Background. Currently, the main method to obtain information about the harmonic composition of a signal is to decompose the signal into a Fourier series. This decomposition brings to a convolution of the signal from the domain of instantaneous values into the domain of amplitudes and phases of harmonics of the original signal. However, in a number of vector calculation problems, such signal convolution is an undesirable phenomenon, since further operations are carried out in the domain of instantaneous values of the corresponding harmonics. Application of the properties of trigonometric functions makes it possible to develop a method to convert instantaneous signal values into instantaneous harmonic values with varying degrees of harmonic separation in the received signals and varying operation times.
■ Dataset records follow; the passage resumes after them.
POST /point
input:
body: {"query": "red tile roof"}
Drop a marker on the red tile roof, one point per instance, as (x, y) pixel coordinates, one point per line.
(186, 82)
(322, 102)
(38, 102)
Materials and methods. Analytical and numerical methods to solve linear equations have been used to solve the problems posed in this study. Analytical methods are presented by the obtained expressions to decompose the signal into harmonic series. Numerical methods have been used to test the filtering methods proposed in the study and have been implemented using the Python programming language.
Results. The author has proposed the methods to convert a signal into a series of instantaneous harmonic values using trigonometric principles. These methods have been tested on a mathematically modeled signal. Reliable results have been obtained, comparable to the results of a similar algorithm.
Conclusions. The proposed methods have variability and flexibility when choosing the time spent on filtering and the accuracy of the obtained result. A comparison with the Fourier transform has shown similar results in the presence of harmonics and noise, and better results in the presence of an aperiodic component.